As we’ve seen in 4e a lack of skills can significantly hurt the narrative integrity of the game. But even if adopted the Pathfinder rules system whole cloth… it’s not going to make a great deal of difference.
Games without Miniatures
Any skill that allows some form of movement has the potential to fall foul of the tactical combat rules. Most seriously, the Acrobatics skill allows you to “move through a threatened square without provoking an attack of opportunity from an enemy”. That would have to be addressed, although I think it makes more sense to talk about with Attacks of Opportunity.

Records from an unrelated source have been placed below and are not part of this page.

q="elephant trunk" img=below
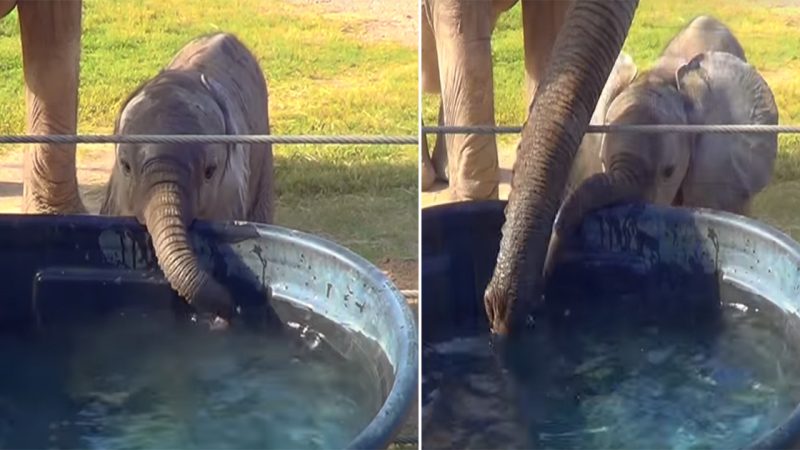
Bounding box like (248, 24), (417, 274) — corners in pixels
(484, 0), (639, 336)
(557, 155), (647, 239)
(142, 162), (233, 320)
(543, 156), (647, 278)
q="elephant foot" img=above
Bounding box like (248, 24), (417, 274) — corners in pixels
(450, 177), (500, 202)
(444, 184), (499, 203)
(22, 162), (87, 215)
(22, 190), (87, 215)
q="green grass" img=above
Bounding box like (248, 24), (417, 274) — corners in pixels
(422, 0), (800, 238)
(0, 0), (417, 263)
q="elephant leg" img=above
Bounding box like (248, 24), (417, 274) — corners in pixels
(420, 2), (440, 95)
(521, 0), (572, 104)
(421, 1), (448, 185)
(18, 0), (85, 215)
(421, 119), (437, 191)
(431, 100), (448, 181)
(431, 0), (499, 201)
(0, 0), (16, 18)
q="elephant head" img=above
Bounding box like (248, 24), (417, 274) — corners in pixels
(100, 70), (252, 321)
(483, 0), (640, 336)
(555, 51), (778, 241)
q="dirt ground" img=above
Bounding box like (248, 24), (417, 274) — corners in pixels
(0, 147), (112, 214)
(421, 142), (515, 208)
(287, 0), (418, 48)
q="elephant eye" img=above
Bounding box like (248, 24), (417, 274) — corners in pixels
(204, 164), (217, 181)
(662, 166), (675, 178)
(120, 159), (132, 175)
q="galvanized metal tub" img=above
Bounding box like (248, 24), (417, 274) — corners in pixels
(0, 214), (417, 450)
(421, 200), (800, 449)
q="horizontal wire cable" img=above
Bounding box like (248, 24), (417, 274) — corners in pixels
(0, 134), (419, 145)
(421, 124), (800, 135)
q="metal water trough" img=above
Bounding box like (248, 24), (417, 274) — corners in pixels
(421, 200), (800, 449)
(0, 214), (417, 450)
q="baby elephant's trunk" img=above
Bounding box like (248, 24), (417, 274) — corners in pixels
(544, 157), (647, 279)
(142, 161), (233, 320)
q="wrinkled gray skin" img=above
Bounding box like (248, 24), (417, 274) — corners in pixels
(483, 0), (641, 336)
(421, 0), (572, 200)
(100, 33), (275, 322)
(555, 16), (778, 248)
(483, 6), (779, 336)
(564, 51), (639, 198)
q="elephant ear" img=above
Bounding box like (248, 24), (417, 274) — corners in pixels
(676, 51), (778, 212)
(199, 72), (250, 216)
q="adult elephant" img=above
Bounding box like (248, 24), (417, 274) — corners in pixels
(421, 0), (572, 200)
(483, 0), (640, 335)
(1, 0), (84, 214)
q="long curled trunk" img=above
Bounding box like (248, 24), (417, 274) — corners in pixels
(556, 159), (647, 240)
(544, 161), (647, 279)
(484, 0), (639, 336)
(143, 172), (232, 319)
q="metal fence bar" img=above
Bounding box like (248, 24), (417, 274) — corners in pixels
(422, 124), (800, 135)
(0, 134), (419, 145)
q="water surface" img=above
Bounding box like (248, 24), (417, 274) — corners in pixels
(422, 284), (800, 449)
(0, 297), (388, 450)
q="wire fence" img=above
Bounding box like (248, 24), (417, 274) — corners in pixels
(422, 124), (800, 135)
(0, 134), (419, 145)
(1, 124), (798, 148)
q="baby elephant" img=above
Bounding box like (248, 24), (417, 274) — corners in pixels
(557, 15), (778, 239)
(100, 32), (275, 321)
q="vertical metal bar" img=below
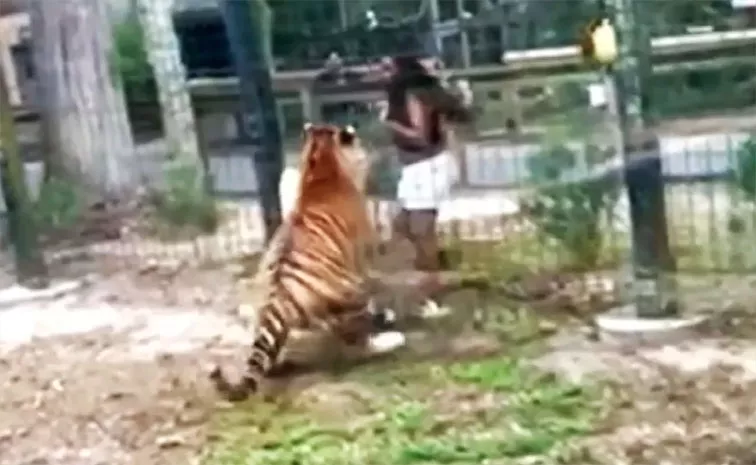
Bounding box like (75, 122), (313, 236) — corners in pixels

The house rules I’m working for Attacks of Opportunity don’t allow characters to “threaten” the area around them in quite the same way. Therefore Acrobatics is probably going to be used as means to jump over foes you are actually blocking your path. The enemies are standing so close together trying to go trough them would be an Overrun attempt. Or you could use Acrobatics to close on a foe with Reach, withour provoking an attack of opportunity.
I’d appreciate any additional views on this.
Well, my preferences are pretty strong on this. I’d like to excise Control Shape from the house rules and rename the Alchemy spell as Profession (Alchemy) but otherwise leave the houserules unchanged. I think that the Athletics and Streetwise skills add more to the game than they detract, and I’m happier with the default list of Knowledge skills in the house rules than the written rules.
You may feel differently, which is fine. If there’s sufficient opposition to retaining these house rules then we can swap to the written rules entirely.